One documentary in particular called “Dakota’s Pride” put the joy back into my heart. I learned that people with Down syndrome are capable of anything. Given the right amount of love and support, there wasn’t anything they couldn’t achieve. I knew my boys would be just fine. Their future would be bright. They were already loved by their family, and soon, the world would meet them and love them as well.
Soon after Julian and Noel were born, my first step in advocacy was starting a community Facebook page where I shared pictures of them doing the same adorable things that any typical child does. Then I dabbled in blog posts and essays, hoping to inspire others and raise awareness. On World Down Syndrome Day (WDSD), we got hundreds of people to wear funky socks! But this year in particular, I wanted to do something different for WDSD. I had pins designed for our family that featured a charming extra chromosome. My friends loved the design and showed interest in buying some. So I ordered more and sold some to friends and family with the proceeds going to a local charity supporting Down syndrome.
When I learned the theme of WDSD this year is “My friends, my community,” it occurred to me to try and gain support from my beloved theater community. Who better to ask for support than the people who educate, influence, organize and inspire people every night on the stage. I took to the Great White Way and distributed my pins, along with information about WDSD to several theaters where my friends work. I even had the pleasure of meeting some celebrities and Broadway stars in person and explaining my awareness initiative. They were more than happy to help by wearing our pin and sharing it on social media.
I specifically asked them to use the hashtags #wdsd16, #myfriendsmycommunity and #julianandnoel. I can’t wait to see who gets involved on March 21. It warms my heart to see people, especially those who never knew anything about Down syndrome, take an active role in spreading awareness on World Down Syndrome Day.
It’s been a rewarding journey advocating for the boys. And it’s been even more rewarding to be their mother. Every day is a lesson in faith and commitment. Every milestone they achieve is a result of hard work and unwavering dedication. They are art in motion.
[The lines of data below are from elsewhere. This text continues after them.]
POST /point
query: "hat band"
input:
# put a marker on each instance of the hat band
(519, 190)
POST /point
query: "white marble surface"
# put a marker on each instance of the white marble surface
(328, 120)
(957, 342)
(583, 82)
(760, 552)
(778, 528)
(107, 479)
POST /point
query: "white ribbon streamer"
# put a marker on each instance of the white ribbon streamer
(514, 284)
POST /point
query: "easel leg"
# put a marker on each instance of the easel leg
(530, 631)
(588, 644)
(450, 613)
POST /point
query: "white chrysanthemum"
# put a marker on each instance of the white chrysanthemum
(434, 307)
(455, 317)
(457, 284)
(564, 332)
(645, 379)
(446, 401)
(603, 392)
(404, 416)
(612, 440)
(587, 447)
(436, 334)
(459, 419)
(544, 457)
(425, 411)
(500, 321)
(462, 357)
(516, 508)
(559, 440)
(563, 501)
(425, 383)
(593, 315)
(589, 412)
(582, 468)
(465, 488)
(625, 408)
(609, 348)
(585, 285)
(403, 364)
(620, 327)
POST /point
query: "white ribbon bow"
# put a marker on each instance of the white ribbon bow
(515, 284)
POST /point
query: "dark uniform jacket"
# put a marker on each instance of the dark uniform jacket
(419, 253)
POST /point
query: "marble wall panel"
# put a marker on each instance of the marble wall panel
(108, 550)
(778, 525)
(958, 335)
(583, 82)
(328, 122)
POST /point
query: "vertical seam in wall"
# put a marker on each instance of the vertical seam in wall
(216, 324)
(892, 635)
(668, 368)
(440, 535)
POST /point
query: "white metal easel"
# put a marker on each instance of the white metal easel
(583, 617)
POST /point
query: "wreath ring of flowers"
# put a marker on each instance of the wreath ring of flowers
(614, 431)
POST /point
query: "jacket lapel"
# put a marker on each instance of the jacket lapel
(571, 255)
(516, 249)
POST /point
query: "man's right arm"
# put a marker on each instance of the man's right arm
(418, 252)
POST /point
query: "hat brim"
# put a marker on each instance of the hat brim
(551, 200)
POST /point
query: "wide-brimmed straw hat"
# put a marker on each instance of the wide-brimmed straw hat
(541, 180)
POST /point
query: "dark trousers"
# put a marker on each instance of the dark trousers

They inspire me to keep dreaming, not of a lead role on Broadway (although that would be nice), but rather, of a world in which they are met with kindness, respect and acceptance at every turn. A world in which they are people first! As long as we keep raising awareness for the rights of people with disabilities, we show the world that all humans are important in society and shouldn’t be defined by their disability. My sons are not their diagnosis. They are toddlers. They are not Down syndrome. They have Down syndrome. They are my boys. They are just Julian and Noel.